Water Under the Bridge? Questions and Challenges in the Central Ravine

by Susan Blevins
7 years ago
109716 Views

By: Andrew Ward

When it comes to major construction projects, the Classical world remembered attempts to control and channel water as keenly as more canonical architectural monuments. Archaic and Classical figures from the tyrant Polycrates to the Persian king Xerxes were either hailed for, or railed against, for the hubris of controlling water. By the Hellenistic period and the successor kingdoms of Alexander the Great, aqueducts, channels, and other water management networks were a tool that everyone from kings to local politicians could use to gain public favor. Water management remained a major tool of later Roman largess and control in the capital and in the provinces. The impact these projects had on ancient viewers is only now coming to be fully appreciated by modern archaeologists.

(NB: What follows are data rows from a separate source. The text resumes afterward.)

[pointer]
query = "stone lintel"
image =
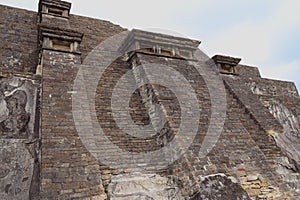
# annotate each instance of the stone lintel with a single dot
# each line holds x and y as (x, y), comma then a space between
(226, 64)
(226, 60)
(159, 44)
(60, 39)
(55, 8)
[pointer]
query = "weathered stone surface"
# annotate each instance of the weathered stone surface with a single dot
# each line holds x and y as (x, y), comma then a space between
(18, 98)
(258, 149)
(143, 186)
(16, 169)
(219, 187)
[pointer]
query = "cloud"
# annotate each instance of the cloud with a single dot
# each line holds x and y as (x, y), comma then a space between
(255, 41)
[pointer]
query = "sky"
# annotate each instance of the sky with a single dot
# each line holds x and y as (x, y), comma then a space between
(265, 34)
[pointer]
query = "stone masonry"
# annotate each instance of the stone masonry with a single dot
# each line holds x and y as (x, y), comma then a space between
(239, 140)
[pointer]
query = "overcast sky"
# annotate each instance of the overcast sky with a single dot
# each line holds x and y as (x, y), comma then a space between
(265, 33)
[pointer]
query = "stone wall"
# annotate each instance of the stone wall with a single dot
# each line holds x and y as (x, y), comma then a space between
(43, 155)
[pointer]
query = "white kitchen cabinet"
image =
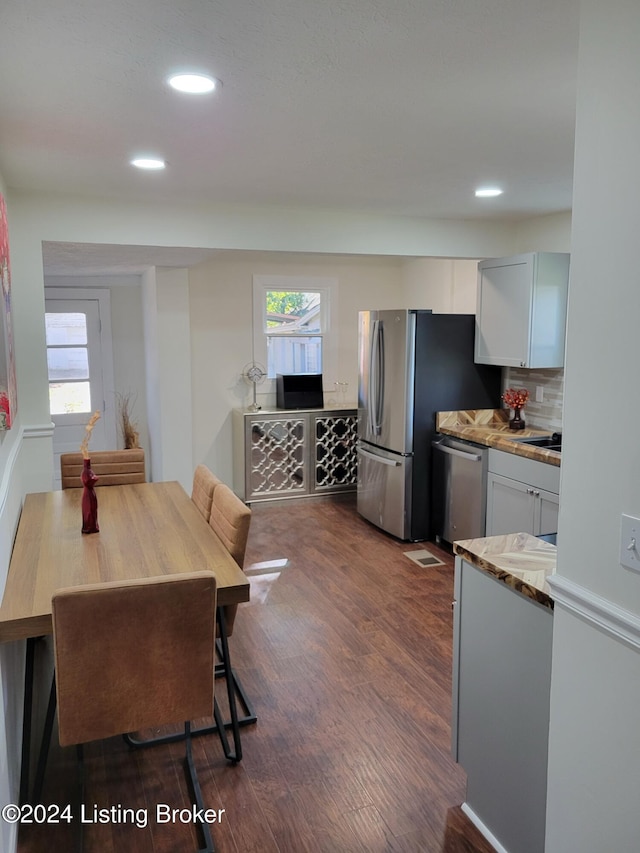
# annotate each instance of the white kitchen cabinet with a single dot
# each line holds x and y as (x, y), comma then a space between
(521, 310)
(522, 495)
(294, 453)
(501, 690)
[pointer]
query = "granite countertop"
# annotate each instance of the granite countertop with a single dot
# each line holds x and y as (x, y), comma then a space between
(491, 428)
(521, 561)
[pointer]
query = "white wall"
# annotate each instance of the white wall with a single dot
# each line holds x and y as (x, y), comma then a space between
(594, 748)
(25, 465)
(551, 233)
(446, 285)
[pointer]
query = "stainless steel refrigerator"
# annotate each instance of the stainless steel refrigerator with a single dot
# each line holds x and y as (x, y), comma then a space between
(412, 364)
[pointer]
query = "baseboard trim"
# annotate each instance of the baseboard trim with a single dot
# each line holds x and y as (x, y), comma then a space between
(33, 431)
(619, 623)
(486, 832)
(38, 431)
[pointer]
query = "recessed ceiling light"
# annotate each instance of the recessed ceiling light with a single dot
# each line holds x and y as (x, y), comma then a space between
(148, 163)
(488, 192)
(194, 84)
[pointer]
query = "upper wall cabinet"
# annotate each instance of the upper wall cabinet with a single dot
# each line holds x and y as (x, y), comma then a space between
(522, 310)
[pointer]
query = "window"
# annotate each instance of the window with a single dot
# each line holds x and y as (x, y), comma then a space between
(68, 363)
(292, 315)
(293, 326)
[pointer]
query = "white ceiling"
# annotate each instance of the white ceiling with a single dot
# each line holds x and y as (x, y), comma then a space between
(381, 106)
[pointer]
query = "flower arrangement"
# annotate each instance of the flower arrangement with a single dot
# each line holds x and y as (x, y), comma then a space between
(515, 398)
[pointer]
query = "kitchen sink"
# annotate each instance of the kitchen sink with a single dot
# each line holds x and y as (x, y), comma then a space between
(549, 442)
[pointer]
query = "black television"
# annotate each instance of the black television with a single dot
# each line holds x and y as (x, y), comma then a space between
(299, 391)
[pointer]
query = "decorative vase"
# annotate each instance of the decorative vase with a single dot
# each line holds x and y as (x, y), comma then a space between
(89, 499)
(517, 422)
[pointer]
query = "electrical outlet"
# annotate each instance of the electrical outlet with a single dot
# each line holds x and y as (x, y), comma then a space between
(630, 542)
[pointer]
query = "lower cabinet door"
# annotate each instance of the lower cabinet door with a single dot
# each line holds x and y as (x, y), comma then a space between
(510, 506)
(548, 507)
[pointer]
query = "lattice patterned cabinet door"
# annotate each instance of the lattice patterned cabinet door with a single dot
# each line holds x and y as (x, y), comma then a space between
(277, 457)
(335, 452)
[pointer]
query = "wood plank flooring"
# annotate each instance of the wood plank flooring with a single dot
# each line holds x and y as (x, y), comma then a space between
(346, 653)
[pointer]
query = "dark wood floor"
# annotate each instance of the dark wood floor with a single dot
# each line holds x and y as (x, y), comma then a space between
(346, 652)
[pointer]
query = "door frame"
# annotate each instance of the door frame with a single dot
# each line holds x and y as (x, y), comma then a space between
(102, 296)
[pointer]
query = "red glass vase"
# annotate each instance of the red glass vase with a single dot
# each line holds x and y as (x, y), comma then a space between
(89, 499)
(516, 422)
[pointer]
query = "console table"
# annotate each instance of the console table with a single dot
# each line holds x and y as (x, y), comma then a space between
(291, 453)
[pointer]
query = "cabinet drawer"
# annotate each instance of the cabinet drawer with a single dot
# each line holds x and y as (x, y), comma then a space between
(536, 474)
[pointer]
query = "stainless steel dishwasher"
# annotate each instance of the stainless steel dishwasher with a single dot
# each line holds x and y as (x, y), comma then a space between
(459, 489)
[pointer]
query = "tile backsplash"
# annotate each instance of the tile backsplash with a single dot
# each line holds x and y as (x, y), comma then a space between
(545, 415)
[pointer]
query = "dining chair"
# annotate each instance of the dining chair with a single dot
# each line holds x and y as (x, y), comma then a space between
(135, 655)
(112, 467)
(204, 482)
(230, 520)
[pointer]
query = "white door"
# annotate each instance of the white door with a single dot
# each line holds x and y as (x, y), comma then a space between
(79, 360)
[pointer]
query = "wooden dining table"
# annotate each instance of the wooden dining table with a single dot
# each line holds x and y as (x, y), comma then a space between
(146, 530)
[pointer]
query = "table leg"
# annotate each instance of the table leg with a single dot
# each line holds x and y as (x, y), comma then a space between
(27, 712)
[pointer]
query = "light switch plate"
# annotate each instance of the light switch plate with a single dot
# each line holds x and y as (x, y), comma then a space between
(630, 542)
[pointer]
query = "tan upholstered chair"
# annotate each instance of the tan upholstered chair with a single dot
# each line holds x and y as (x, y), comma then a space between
(230, 520)
(204, 482)
(135, 655)
(112, 467)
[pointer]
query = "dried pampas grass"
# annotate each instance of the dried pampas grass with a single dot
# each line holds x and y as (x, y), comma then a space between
(129, 427)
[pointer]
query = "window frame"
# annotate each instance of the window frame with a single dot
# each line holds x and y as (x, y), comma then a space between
(328, 290)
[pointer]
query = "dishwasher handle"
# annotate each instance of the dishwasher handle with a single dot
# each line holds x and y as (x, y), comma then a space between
(392, 463)
(471, 457)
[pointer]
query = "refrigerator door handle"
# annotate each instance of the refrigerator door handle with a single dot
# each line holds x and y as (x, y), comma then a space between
(376, 379)
(392, 463)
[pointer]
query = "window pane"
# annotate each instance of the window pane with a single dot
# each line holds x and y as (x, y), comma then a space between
(292, 311)
(293, 355)
(66, 329)
(69, 397)
(68, 363)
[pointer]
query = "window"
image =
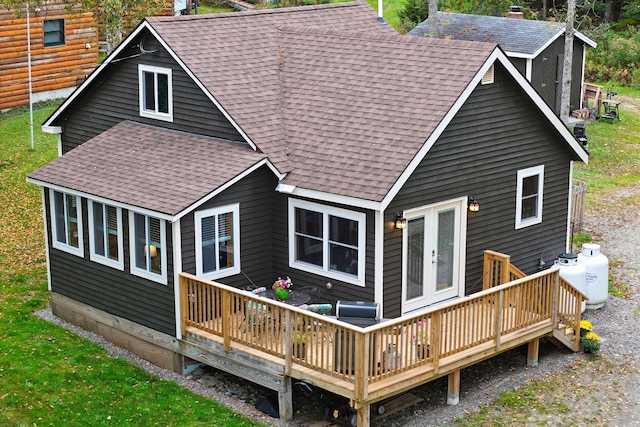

Along these lines, the “Central Ravine,” a channel that runs roughly south-north through the central valley of the Sanctuary of the Great Gods, became the subject of formalized and intensive study in 2016 and 2017. The core of this work utilized photogrammetry, a method of creating a 3d model by stitching together many digital photographs. Archeologists rendered two dimensional plans, such as the one pictured above, from the 3d model allowing archaeologists to quickly document a physical feature of the Sanctuary whose great length would require years of planning using traditional hand measurements. This work, bringing together multiple specialists, is part of the wider growth of the Digital Humanities in American archaeology.

The primary objectives of our study of the Central Ravine are to understand the course, dimensions, and magnitude of the ancient (Greek and Roman period) water channel, and how the channel was bridged and thus shaped an ancient visitor’s experience of the Sanctuary. Fortunately, along the modern ravine small sections of the ancient ravine are visible. In the image below, for example, a section of the modern retaining wall is visible on the left, while a section of the ancient wall of the ravine is visible on the right. The Greek period walls visible in this image, made by stacking roughly worked basalt boulders give way to stretches of Roman period walls composed of concrete and reused blocks, all integrated into a modern ravine lining built and rebuilt from the 1950s until today.

The most remarkable aspect of the project was coming to understand the dynamism of the Central Ravine. It is easy to think of the channel as a static monument, but this is far from the truth. Indeed, the ancient course of the channel in the Greek and Roman periods seems to have been slightly different. Targeted excavations in the Central Ravine in upcoming excavations seasons may yet reveal the exact course of the ancient channel.

Our modern Central Ravine was formalized by modern excavators as a railroad bed (pictured), extended from the area of the Altar Court and Theater to at least the Rotunda of Arsinoe by 1950. From 1953 to 1956, a series of interventions conducted by the American team resulted in a cement and cobble lined road/river with a culvert below the theater’s cave, or seating section. This modern path was used by tourists during the summer and served as a runoff channel in the offseason.  Nature quickly reasserted itself, however, and the channel returned to its ancient use as a water channel by the end of the decade.

The regular storms on the island, which we were lucky enough to witness in the 2017 season, are powerful enough to affect the appearance of the channel on a yearly basis, further underscoring the dynamism of the ancient waterway. The regular need to stabilize the modern ravine walls makes the ravine as much an artifact of modern site management as ancient monument. While the Central Ravine may have physically changed a great deal over time, our attempts to control these natural forces is much the same as those done by the ancient stewards of the Sanctuary of the Great Gods.